With many people who are too sick to work being 'pushed into seeking work without any help or support', and the continuing rolling out of ESA, a system condemned as 'unfit' by one of the very people who designed it, along with proposed 'savings' (by which we mean cuts) to Disability Living Allowance (DLA), many disabled people living on benefits will be even more limited.
The cost of living for everybody, as well as the particular extra costs of living for disabled people, continues to rise, and will do so especially with the increase in VAT. As benefits are frozen and essentially cut, disabled women in particular will be seriously adversely affected.

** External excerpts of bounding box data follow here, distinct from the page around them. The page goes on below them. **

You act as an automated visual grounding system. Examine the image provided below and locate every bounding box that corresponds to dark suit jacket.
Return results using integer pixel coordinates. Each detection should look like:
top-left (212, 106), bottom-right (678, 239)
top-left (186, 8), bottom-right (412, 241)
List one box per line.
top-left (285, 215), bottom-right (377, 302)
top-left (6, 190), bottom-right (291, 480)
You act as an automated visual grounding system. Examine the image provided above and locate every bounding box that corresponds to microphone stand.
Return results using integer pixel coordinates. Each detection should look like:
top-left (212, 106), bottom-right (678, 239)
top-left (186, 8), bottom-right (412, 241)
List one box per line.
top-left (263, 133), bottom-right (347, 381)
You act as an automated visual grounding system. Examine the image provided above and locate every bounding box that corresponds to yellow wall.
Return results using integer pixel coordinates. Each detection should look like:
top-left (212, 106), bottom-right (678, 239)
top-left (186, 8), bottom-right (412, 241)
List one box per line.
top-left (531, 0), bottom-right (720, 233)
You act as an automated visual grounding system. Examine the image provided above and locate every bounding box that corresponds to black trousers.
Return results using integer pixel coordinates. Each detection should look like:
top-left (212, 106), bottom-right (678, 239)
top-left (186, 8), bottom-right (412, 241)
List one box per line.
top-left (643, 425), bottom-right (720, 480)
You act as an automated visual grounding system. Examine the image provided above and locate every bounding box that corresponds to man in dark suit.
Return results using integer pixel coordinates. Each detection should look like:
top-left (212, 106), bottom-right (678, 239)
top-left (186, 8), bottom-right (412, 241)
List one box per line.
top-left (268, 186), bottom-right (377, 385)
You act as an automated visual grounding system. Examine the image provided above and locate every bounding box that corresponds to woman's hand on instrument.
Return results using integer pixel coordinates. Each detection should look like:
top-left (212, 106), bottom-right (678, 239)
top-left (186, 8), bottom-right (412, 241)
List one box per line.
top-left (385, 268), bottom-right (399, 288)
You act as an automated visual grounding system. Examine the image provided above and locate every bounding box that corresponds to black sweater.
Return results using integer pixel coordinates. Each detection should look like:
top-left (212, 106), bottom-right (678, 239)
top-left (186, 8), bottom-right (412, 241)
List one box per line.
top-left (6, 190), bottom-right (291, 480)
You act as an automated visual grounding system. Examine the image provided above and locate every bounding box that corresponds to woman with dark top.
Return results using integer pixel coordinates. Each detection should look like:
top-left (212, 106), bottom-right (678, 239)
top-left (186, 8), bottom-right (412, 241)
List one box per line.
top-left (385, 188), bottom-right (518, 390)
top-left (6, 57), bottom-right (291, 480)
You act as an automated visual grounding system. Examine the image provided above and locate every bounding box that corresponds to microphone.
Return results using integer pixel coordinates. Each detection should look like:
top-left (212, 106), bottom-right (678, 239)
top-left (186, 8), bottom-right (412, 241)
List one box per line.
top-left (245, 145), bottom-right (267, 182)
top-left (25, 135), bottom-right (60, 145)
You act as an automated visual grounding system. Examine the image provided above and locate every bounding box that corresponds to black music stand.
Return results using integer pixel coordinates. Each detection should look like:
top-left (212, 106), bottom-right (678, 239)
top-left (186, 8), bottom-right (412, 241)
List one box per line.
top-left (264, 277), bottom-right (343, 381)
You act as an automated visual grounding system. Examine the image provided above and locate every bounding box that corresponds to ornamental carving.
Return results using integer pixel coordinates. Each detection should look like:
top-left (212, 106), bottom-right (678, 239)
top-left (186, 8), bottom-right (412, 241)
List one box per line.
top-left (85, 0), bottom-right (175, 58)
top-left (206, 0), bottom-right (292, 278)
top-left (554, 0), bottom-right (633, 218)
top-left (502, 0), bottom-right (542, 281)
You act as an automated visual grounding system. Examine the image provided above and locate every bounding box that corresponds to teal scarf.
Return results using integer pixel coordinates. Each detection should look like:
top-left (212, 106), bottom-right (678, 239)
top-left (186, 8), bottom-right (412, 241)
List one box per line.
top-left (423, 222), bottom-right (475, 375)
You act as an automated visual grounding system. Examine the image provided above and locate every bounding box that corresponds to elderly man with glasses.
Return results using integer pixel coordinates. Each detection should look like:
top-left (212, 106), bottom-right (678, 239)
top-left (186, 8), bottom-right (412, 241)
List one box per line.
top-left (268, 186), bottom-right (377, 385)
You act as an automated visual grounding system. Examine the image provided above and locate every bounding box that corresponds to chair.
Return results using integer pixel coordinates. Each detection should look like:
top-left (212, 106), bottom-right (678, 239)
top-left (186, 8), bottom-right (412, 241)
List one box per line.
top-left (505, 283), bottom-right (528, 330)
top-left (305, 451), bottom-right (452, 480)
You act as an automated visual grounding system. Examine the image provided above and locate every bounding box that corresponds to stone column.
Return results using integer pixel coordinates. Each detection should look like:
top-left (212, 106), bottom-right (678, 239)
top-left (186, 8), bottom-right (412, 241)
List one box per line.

For working disabled women, there will also be more problems. The Joseph Rowntree report found that disabled people with high-medium needs would find themselves with a shortfall of £80 a week, not even including possible PA costs. Add to this that more disabled people tend to work in the public sector than the private sector, where cuts are of course being made, and the situation is frightening. In addition, disabled people who work can claim Disability Living Allowance, so cuts and limitations will affect them too. In fact, some working people can only work because of the way they use their DLA to cover additional costs, so cutting that could well mean that some working disabled people would have to stop work, and claim benefits.
The proposed budgetary changes threaten to send many more women into poverty. They threaten to send many more disabled people into poverty. So for disabled women? It is a very scary time indeed.